Modern cloud datacenters support a wide range of distributed and data-intensive applications, from machine learning training to large-scale analytics and microservices. However, the networking abstractions available to these applications remain largely unchanged, continuing to expose a low-level, byte-stream interface that lacks awareness of application semantics. This rigid separation between applications and the network prevents cross-layer optimizations, forcing applications to either remain oblivious to network conditions or implement inefficient, ad hoc workarounds.

To address this gap, this dissertation explores pushing networking abstractions up the stack, enabling closer integration between application communication semantics and network infrastructure. Specifically, it investigates how cloud applications can leverage richer, intentaware networking services rather than treating the network as an opaque transport layer. By doing so, we can bridge the divide between application logic and network behavior, improving efficiency, adaptability, and manageability in cloud environments.

We present two fully implemented systems and one forward-looking design proposal that exemplify this approach. NetHint enables applications to dynamically optimize data transfers by exposing real-time network hints, breaking the cloud’s black-box networking model. It improves collective communication throughput by up to 2.7ˆ by allowing applications to adapt to network conditions. mRPC rethinks Remote Procedure Call (RPC) handling by moving it into a managed OS service, eliminating redundant processing in per-application proxies and reducing RPC latency by up to 2.5ˆ. Finally, NUSE explores a more flexible, hybrid kernel-userspace networking architecture, demonstrating how the OS itself can evolve to support diverse application-specific network processing needs. While NetHint and mRPC focus on immediate performance gains, NUSE represents a broader vision for making networking extensible in future cloud platforms.

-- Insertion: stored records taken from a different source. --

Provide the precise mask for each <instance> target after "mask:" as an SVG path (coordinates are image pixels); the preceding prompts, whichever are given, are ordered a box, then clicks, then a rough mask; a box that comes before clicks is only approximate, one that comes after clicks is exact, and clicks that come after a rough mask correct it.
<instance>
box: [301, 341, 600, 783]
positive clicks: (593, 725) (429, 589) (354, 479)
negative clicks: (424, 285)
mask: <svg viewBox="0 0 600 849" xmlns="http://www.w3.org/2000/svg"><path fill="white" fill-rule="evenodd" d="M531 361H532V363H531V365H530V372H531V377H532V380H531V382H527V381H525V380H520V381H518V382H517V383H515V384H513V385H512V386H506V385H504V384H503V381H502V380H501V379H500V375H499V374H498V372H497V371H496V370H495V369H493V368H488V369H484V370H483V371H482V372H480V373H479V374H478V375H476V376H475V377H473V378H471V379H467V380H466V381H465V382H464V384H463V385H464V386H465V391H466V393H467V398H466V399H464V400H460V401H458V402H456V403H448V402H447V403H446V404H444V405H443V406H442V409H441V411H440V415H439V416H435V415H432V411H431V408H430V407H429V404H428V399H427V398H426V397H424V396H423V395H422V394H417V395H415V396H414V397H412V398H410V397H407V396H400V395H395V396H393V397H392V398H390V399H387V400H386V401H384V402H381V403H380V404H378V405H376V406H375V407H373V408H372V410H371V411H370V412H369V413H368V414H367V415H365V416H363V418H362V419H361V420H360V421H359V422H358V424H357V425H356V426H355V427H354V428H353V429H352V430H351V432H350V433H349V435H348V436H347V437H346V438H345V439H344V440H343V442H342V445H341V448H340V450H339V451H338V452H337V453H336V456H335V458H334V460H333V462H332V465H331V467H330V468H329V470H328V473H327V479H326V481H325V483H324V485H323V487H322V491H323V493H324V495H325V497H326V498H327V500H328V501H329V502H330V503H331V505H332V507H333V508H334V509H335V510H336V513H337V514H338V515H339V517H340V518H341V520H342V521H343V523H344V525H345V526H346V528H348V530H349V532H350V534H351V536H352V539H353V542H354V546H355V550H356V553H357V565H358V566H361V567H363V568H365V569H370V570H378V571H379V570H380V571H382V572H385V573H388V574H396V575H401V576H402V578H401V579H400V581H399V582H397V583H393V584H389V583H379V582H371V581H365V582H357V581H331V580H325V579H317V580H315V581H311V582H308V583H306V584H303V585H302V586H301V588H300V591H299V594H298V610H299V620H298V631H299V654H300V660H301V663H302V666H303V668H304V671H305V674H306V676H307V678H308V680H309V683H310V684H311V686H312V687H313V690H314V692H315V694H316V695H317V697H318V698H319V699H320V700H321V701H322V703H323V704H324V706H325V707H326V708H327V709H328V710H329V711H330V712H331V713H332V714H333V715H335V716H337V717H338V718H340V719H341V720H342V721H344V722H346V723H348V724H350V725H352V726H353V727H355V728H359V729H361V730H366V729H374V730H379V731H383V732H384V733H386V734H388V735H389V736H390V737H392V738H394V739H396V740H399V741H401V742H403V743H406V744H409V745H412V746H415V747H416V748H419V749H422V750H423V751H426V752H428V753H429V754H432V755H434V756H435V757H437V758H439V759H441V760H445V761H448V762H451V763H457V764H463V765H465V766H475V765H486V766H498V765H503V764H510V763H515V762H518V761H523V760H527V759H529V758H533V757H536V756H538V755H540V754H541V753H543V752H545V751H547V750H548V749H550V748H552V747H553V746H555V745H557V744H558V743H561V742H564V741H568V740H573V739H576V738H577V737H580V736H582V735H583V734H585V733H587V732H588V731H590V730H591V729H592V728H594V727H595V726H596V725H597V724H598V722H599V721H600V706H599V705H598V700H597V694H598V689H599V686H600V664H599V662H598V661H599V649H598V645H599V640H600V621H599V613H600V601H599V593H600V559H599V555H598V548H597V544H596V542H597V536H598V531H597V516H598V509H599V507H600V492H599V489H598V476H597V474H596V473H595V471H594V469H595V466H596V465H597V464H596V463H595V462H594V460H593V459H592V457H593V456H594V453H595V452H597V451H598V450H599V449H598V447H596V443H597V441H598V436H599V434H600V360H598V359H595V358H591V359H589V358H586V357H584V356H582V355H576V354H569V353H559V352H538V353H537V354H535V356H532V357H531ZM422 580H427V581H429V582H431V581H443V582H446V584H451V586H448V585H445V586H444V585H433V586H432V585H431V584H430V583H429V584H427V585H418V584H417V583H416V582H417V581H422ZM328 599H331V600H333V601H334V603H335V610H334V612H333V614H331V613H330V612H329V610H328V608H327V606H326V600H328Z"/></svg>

Together, these contributions validate the core dissertation statement: that a closer integration between application communication semantics and network infrastructure is essential to improving efficiency and flexibility in cloud datacenters. By breaking traditional abstraction barriers and enabling controlled information sharing across layers, we achieve significant gains in performance, manageability, and scalability, without sacrificing security or generality. By exposing richer network semantics and shifting key communication services into the system layer, we pave the way for more efficient, adaptable, and programmable cloud networking architectures.